Memang lebih mudah menyisihkan sejumlah uang donasi atau membeli makanan kemasan termasuk susu bubuk untuk disumbangkan, sekadar mengobati rasa bersalah jika sama sekali tidak tergerak melakukan apa pun.
Tapi adakah yang berpikir, bahwa barang-barang itu hanyalah produk konsumsi yang akan habis sesaat – sedangkan hidup manusia berjalan terus?
Lebih parah lagi, penerima donasi membentuk persepsi: seakan-akan barang-barang tersebutlah yang dianggap terbaik, tercepat mengatasi rasa lapar dan penderitaan fisik.
Tak heran di gubuk-gubuk penduduk Asmat lebih banyak ditemukan rokok dan mi instan. Bisa jadi, merupakan kelanjutan imbas dari ‘perkenalan pertama’ mereka beberapa saat yang lalu, saat bencana diberi ‘produk pangan’ berdus-dus.
Sangat memilukan untuk mengajarkan manusia kembali mengonsumsi hasil kebun dan menanamnya kembali.
Bukankah tragedi bila lahir di atas rawa, besar di tengah rawa, tapi tak mampu menangkap ikan, bahkan tidak tahu mau makan apa?
Cukup banyak rakyat kita melihat ikan, sayur, buah dan hasil bumi hanya sebagai barang dagangan, yang dijual demi uang. Bukan sebagai barang konsumsi, yang membuat mereka bertahan hidup sehat.
[Baca juga : Yang Kritis Menjadi Skeptis Berakhir Tragis]
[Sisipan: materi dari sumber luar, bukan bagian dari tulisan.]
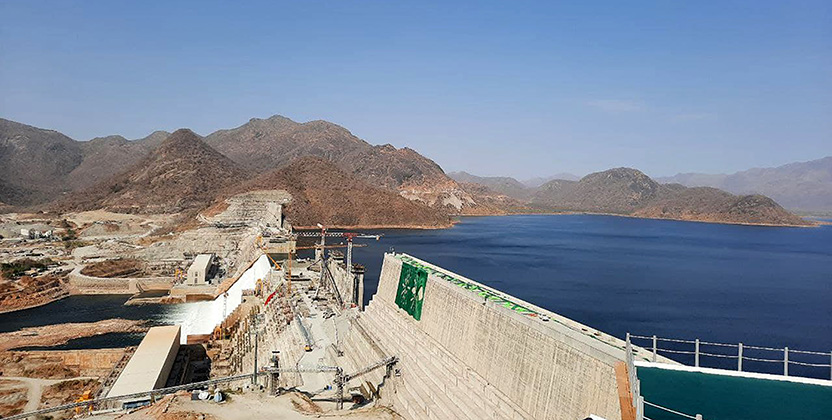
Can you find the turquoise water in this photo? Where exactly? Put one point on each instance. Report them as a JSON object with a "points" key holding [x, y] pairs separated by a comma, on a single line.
{"points": [[719, 397], [759, 285], [726, 283]]}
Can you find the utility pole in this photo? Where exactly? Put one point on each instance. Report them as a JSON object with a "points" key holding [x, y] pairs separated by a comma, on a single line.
{"points": [[257, 323], [275, 371]]}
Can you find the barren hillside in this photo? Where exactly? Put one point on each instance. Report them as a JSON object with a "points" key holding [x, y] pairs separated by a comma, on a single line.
{"points": [[182, 173], [323, 193]]}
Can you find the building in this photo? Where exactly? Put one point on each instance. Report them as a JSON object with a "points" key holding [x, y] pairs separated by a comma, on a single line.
{"points": [[150, 365], [198, 273]]}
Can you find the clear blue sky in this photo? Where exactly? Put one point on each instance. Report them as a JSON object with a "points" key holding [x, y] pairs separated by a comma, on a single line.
{"points": [[494, 88]]}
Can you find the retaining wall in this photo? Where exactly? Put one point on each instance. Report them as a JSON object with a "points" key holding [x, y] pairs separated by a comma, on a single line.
{"points": [[469, 351]]}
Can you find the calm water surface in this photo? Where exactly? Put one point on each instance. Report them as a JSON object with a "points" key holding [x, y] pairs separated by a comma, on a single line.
{"points": [[758, 285]]}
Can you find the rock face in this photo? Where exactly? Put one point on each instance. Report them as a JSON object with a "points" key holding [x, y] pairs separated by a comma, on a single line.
{"points": [[105, 157], [504, 185], [713, 205], [263, 144], [34, 161], [183, 173], [40, 165], [619, 190], [803, 186], [324, 193], [630, 192]]}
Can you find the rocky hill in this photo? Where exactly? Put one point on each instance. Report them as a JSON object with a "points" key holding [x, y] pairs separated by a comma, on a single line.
{"points": [[263, 144], [628, 191], [805, 186], [41, 165], [713, 205], [107, 156], [619, 190], [324, 193], [34, 163], [504, 185], [183, 173], [538, 181]]}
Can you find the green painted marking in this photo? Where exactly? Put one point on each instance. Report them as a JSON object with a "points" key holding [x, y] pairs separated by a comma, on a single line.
{"points": [[484, 293], [411, 291]]}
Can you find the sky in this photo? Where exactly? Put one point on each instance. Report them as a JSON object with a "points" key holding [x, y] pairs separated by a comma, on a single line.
{"points": [[514, 88]]}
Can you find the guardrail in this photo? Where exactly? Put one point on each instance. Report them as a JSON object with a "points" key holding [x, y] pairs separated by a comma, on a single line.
{"points": [[635, 387], [786, 355]]}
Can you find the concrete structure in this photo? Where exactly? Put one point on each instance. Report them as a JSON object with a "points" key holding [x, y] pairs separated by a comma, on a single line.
{"points": [[468, 351], [350, 284], [199, 269], [150, 365]]}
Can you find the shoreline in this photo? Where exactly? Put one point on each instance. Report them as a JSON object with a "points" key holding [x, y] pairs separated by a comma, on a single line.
{"points": [[813, 224]]}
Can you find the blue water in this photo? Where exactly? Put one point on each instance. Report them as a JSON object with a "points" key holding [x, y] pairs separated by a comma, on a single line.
{"points": [[726, 283]]}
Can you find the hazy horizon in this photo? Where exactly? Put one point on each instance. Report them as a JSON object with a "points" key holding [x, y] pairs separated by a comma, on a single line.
{"points": [[493, 89]]}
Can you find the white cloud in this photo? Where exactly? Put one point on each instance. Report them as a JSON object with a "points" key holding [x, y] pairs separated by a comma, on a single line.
{"points": [[617, 105]]}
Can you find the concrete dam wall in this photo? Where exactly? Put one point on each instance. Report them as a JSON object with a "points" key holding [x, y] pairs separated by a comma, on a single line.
{"points": [[471, 352]]}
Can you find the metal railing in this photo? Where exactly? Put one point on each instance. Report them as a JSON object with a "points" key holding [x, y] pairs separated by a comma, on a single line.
{"points": [[703, 349], [635, 387]]}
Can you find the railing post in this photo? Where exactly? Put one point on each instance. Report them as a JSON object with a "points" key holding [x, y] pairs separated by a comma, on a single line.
{"points": [[739, 358], [696, 354], [655, 347], [640, 409]]}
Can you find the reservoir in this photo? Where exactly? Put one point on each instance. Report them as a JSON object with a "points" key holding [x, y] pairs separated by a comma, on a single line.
{"points": [[763, 286]]}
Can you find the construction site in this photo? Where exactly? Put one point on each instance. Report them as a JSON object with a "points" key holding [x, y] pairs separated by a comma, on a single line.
{"points": [[263, 332]]}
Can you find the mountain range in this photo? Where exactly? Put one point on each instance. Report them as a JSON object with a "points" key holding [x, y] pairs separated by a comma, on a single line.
{"points": [[799, 186], [334, 177], [627, 191]]}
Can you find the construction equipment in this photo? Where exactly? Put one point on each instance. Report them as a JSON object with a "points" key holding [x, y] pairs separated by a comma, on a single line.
{"points": [[86, 396], [259, 243]]}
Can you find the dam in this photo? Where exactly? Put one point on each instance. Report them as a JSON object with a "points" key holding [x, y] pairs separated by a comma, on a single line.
{"points": [[453, 348], [471, 352]]}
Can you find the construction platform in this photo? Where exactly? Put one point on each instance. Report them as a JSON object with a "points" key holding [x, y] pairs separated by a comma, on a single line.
{"points": [[150, 365]]}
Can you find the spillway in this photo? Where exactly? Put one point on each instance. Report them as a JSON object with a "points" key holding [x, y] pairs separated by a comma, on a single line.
{"points": [[202, 317]]}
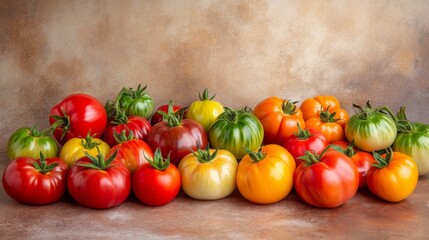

Program penyelamatan generasi jangka panjang tidak boleh kalah pamor dari gerakan cepat tanggap yang barangkali hanya berlangsung satu-dua bulan.
Angka cakupan vaksinasi yang tinggi, tanpa disertai kondisi gizi anak yang baik pun akan menuai kesia-siaan.
Bakteri yang dilemahkan dengan harapan mengulik kekebalan aktif yang dihasilkan tubuh tidak akan terjadi.
Saat gizi buruk, jangankan membuat sel darah putih untuk menangkal penyakit, menumbuhkan otot dan merajut syaraf otak saja tubuh tidak mampu.
Begitu pula sawar selaput lendir (mucosal barrier) di sepanjang saluran cerna, tidak terbentuk sempurna pada kasus gangguan gizi kronik, sehingga infeksi mudah menyerang.
Tindakan pro aktif penyedia layanan kesehatan, jika tidak berjalan sinergis bersamaan dengan edukasi sesuai taraf kebutuhan lokal, juga akan menimbulkan masalah baru yang tidak kalah mengerikannya.
Penyesuaian konten materi edukasi pun wajib selaras dengan kondisi demografis dengan harapan tidak akan terjadi ‘culture shock’.